Along with a heck of a lot of others. It was a popular class. Very popular. He taught it numerous times a day, in a double classroom of sixty students. He was assisted by another teacher, a particular necessity when it came time to break up into discussion groups. But make no mistake...it was Mr. A's baby.
"Cinema Studies!?!?! "You mean you go to school to sit and watch movies?!?!?" If I had a dollar for every time I heard a "grown-up" exclaim something along those lines, I'd be a one-percenter.
It turns out that Mr. A heard those lines too. Every damned year when he had to defend his class to parents and administrators who wanted to take an ax to it.
Their response perfectly exemplifies to me the stigma we've attached to reading in our society. Nobody ever said, upon hearing that their child had signed up for a literature class "Literature?!?!?!" You mean you go to class and read books?!?!? No, of course not. Reading is regarded as work. Reading is a burden. Nobody wants to read. It's a chore you're assigned, right? I was blessed to have parents who I observed reading, every night, for the pleasure of it.
Of course anyone who has ever taken a literature class knows that reading the book is only the beginning. Then you analyze the book. When was it created? What was society going through at the time? Why did the author choose to tell the story from this character's viewpoint and not that character's? Why is the story told in the first person? Why is the story told non-linearly? What does it have to say to us today? Subtext. Symbolism.
Well of course, that's exactly what Cinema Studies was. As Roger Ebert says, so eloquently, "A movie is not about what it's about, but about how it is about it."
Eyes were opened in that class. Minds were opened. Worlds were opened wide to people. It was one of those classes that didn't just give you knowledge, although it most certainly did that. It taught you how to think. Now, a lot of wingnuts hear that line and they confuse it with being taught what to think.
That's not what I said. This was not indoctrination, such as the sanctimonious Santorum froths about. This was a continuous exercise in critical thinking. In not just looking....but seeing.
Mr. A wrote books. He won awards. He could have easily taught college students. But he spent decades enriching the lives of a bunch of suburban Chicago high school kids. A few years ago I learned that one of those kids went on to become one of the most lauded directors in the American theater. And although he chose to pursue his art on the stage rather than the screen, were I to ever meet him the first words out of my mouth would be "So, how much did Mr. A inspire you?"
I ran into Mr. A several years after graduating. I was with a friend of mine, a couple of years younger, who had also, at my urging, taken the Cinema Studies class but had also since graduated. We were at a Chicago Film Festival screening of Abel Gance's film Austerlitz. We went up to Mr. A, and he was so gracious, and so grateful, not only for our coming up to greet him but for our very presence at the film festival. He told us that former students would regularly approach him and tell him how much his class had meant to them, and how important this was, as he still had to fight regularly for the class's very existence.

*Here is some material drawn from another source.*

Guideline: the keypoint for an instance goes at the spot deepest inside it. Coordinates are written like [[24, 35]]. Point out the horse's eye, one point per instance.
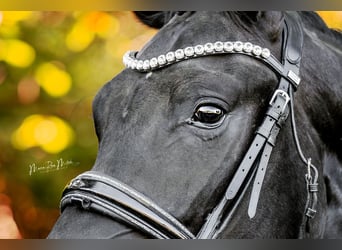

I went on to take several other film classes at two different colleges, and they were all sad and pale pretenders to that wonderful high school class of Mr. A's.
Eventually Cinema Studies was retitled to something on the order of "Film & Society" and I guess that finally brought a little breather from having to defend this gem of a class from the "You mean you go to school and watch movies?!?!" crowd. Mr. A retired from teaching a few years ago, after changing the lives of an estimated 6,000 students. Me being one of them.
So....that's my personal testimonial to the most memorable teacher I ever had. Please tell us about yours, if you would.